Three Australian knights bested a trio of English counterparts over two days of competition in a small town in rural Victoria state. (Photo: AFP)
Australia and England took their storied sports rivalry to another level, and another century, this weekend as the two nations faced off in a jousting tournament, won by the Australian side Sunday.
Dubbed the "Ashes" of jousting -- a reference to the historic cricket Test matches between the two countries -- three Australian "knights" bested a trio of English counterparts over two days of competition in a small town in rural Victoria state.

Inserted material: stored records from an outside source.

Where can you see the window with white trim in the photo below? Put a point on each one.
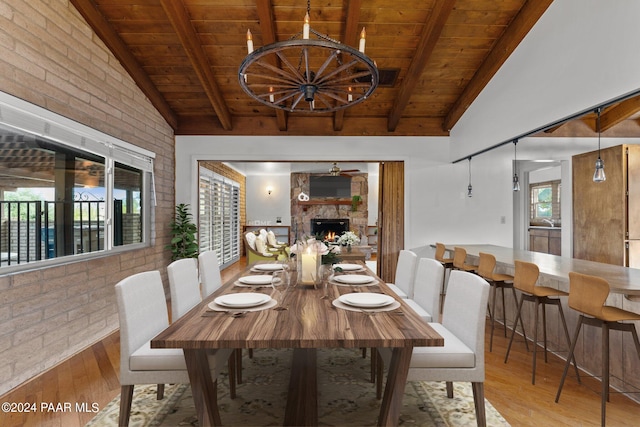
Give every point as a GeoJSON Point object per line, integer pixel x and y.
{"type": "Point", "coordinates": [66, 189]}
{"type": "Point", "coordinates": [219, 216]}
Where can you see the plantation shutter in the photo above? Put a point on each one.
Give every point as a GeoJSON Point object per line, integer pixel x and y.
{"type": "Point", "coordinates": [219, 216]}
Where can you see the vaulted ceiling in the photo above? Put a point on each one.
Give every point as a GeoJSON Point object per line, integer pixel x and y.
{"type": "Point", "coordinates": [440, 54]}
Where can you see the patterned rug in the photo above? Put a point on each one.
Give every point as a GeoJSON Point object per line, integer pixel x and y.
{"type": "Point", "coordinates": [346, 397]}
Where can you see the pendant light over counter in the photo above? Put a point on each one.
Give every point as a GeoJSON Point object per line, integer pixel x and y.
{"type": "Point", "coordinates": [598, 175]}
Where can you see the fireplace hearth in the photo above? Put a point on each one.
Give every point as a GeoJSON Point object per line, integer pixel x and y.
{"type": "Point", "coordinates": [329, 229]}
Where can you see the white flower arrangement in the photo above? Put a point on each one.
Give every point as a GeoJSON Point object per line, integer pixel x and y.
{"type": "Point", "coordinates": [348, 238]}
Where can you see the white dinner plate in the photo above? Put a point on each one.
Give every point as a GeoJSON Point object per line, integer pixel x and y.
{"type": "Point", "coordinates": [260, 279]}
{"type": "Point", "coordinates": [366, 299]}
{"type": "Point", "coordinates": [242, 300]}
{"type": "Point", "coordinates": [348, 267]}
{"type": "Point", "coordinates": [353, 279]}
{"type": "Point", "coordinates": [267, 267]}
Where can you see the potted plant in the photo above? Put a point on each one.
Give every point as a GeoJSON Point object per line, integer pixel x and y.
{"type": "Point", "coordinates": [355, 200]}
{"type": "Point", "coordinates": [183, 234]}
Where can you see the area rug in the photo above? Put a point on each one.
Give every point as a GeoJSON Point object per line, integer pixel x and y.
{"type": "Point", "coordinates": [346, 397]}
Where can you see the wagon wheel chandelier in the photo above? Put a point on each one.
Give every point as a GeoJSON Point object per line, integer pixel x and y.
{"type": "Point", "coordinates": [309, 75]}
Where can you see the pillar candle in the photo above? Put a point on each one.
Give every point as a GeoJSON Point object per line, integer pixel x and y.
{"type": "Point", "coordinates": [309, 267]}
{"type": "Point", "coordinates": [363, 34]}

Dressed head-to-toe in medieval-style armour an mounted on steeds sporting skirts in team colours, the competitors charged one another on opposite sides of a barrier, scoring points if they could break their wooden lances against the opponent's torso -- one point for a broken lance, three points if it shatters.
Australia took top honours in the inaugural version of the tournament with 89 points to 75 for England.
Hoping this weekend's joust will become a tradition, organisers modeled their trophy on cricket's Ashes urn, which carries the remains of cricket bails burned after Australia defeated England in a Test in 1882.
It has become the symbolic trophy of the two countries' biannual cricket Test matches.
Not to be outdone, Sunday's jousters burned some of the lance tips broken off during their competition and put them in a small vase as the Australians' trophy.
"The next Ashes will be taking place in England in two years' time and they'll have the chance to win the trophy and take it over there," said Phil Leitch, the Australian captain.
Despite the homage to cricketing history, Leitch doesn't think the sporting events are really on an equal footing.
"I think it's 100 times more exciting than watching cricket -- seeing men on horses each traveling at about 40 kilometres an hour, hearing the crack of the lance, seeing pieces of wood go flying in the air ... that's much more exciting for me than cricket," he told AFP.
Historical jousting has been popular in England for decades, said England captain Andy Deane, but "unbeknownst to us, (on) the other side of the planet, Australians are doing the same."
"All in all great result for Australia," concluded Leitch. "And hopefully in a couple of years, we’ll be over in the UK defending our title."